Between 1946 and 1959, Kiowa served along an extensive stretch of the coast of North American between the Panama Canal Zone and Newfoundland. Her duties during this time included towing ship and engaging in salvage work.
In May 1959, Kiowa played pivotal part in the U.S. space program when she recovered the nose cone of a Jupiter AM -18 missile that NASA had fired 300 miles (482.8 kilometers) into space from Cape Canaveral in Florida. The missile cone contained two simian passengers, a rhesus macaque named Able and a squirrel monkey named Baker.
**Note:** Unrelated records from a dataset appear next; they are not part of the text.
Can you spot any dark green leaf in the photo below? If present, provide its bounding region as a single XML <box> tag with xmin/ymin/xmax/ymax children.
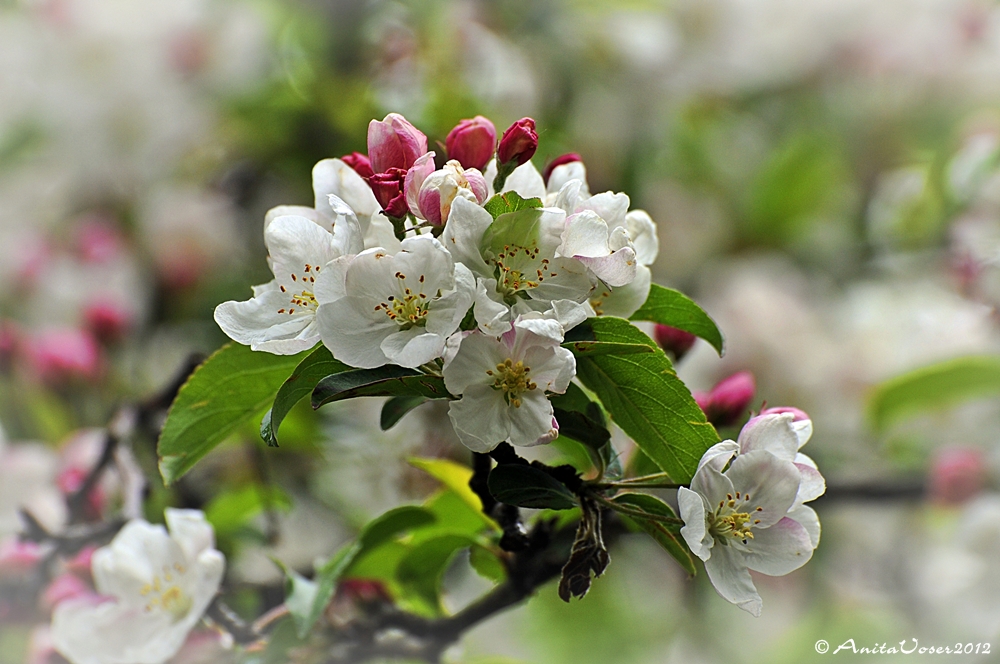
<box><xmin>571</xmin><ymin>316</ymin><xmax>719</xmax><ymax>482</ymax></box>
<box><xmin>868</xmin><ymin>355</ymin><xmax>1000</xmax><ymax>430</ymax></box>
<box><xmin>260</xmin><ymin>345</ymin><xmax>351</xmax><ymax>447</ymax></box>
<box><xmin>612</xmin><ymin>493</ymin><xmax>697</xmax><ymax>576</ymax></box>
<box><xmin>630</xmin><ymin>284</ymin><xmax>725</xmax><ymax>355</ymax></box>
<box><xmin>483</xmin><ymin>191</ymin><xmax>542</xmax><ymax>219</ymax></box>
<box><xmin>312</xmin><ymin>364</ymin><xmax>452</xmax><ymax>408</ymax></box>
<box><xmin>487</xmin><ymin>464</ymin><xmax>577</xmax><ymax>510</ymax></box>
<box><xmin>379</xmin><ymin>397</ymin><xmax>427</xmax><ymax>431</ymax></box>
<box><xmin>157</xmin><ymin>343</ymin><xmax>303</xmax><ymax>485</ymax></box>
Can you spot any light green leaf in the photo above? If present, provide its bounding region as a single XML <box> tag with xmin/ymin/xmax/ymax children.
<box><xmin>612</xmin><ymin>493</ymin><xmax>697</xmax><ymax>576</ymax></box>
<box><xmin>483</xmin><ymin>191</ymin><xmax>542</xmax><ymax>219</ymax></box>
<box><xmin>630</xmin><ymin>284</ymin><xmax>725</xmax><ymax>356</ymax></box>
<box><xmin>567</xmin><ymin>316</ymin><xmax>719</xmax><ymax>482</ymax></box>
<box><xmin>260</xmin><ymin>345</ymin><xmax>351</xmax><ymax>447</ymax></box>
<box><xmin>312</xmin><ymin>364</ymin><xmax>453</xmax><ymax>408</ymax></box>
<box><xmin>157</xmin><ymin>343</ymin><xmax>304</xmax><ymax>485</ymax></box>
<box><xmin>868</xmin><ymin>355</ymin><xmax>1000</xmax><ymax>430</ymax></box>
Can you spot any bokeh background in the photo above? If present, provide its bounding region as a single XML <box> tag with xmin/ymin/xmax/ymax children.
<box><xmin>0</xmin><ymin>0</ymin><xmax>1000</xmax><ymax>664</ymax></box>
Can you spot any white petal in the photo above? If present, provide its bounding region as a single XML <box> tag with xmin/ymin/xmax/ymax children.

The missile’s nose cone splashed down in an area of the Caribbean Sea located about 40 miles (64.4 kilometers) north of Antigua. The crew of Kiowa successfully retrieved the nose cone and the spacefaring monkeys inside it at that site. Able and Baker were the first monkeys to survive a spaceflight. (Able, however, died only four days later from an adverse reaction to anesthesia during emergency surgery; Baker lived until 1984.)
In 1966, Kiowa participated in yet another high-stakes effort after a hydrogen bomb fell into the Mediterranean Sea when the U.S. Air Force B-52G Stratofortress that had been carrying it collided with a tanker aircraft up in the sky. Kiowa was one of 28 vessels that the Navy, in response to a request from the USAF for help, sent to the Mediterranean to conduct an intensive search for the missing bomb. Two-and-a-half months after the collision, that bomb was located by the Navy submersible DSV Alvin and retrieved from the bottom of the sea by the underwater vehicle CURV I.
Kiowa remained in active service in the U.S. Navy until 1972, when she was loaned to the Dominican Republic. After being stricken from the U.S. Naval Vessel Register seven years later, Kiowa continued to serve in the Dominican Navy under the name Macorix. She was decommissioned by the Dominican Navy and returned to the U.S. Navy in 1986. In 1994, the longtime vessel was sold for scrapping.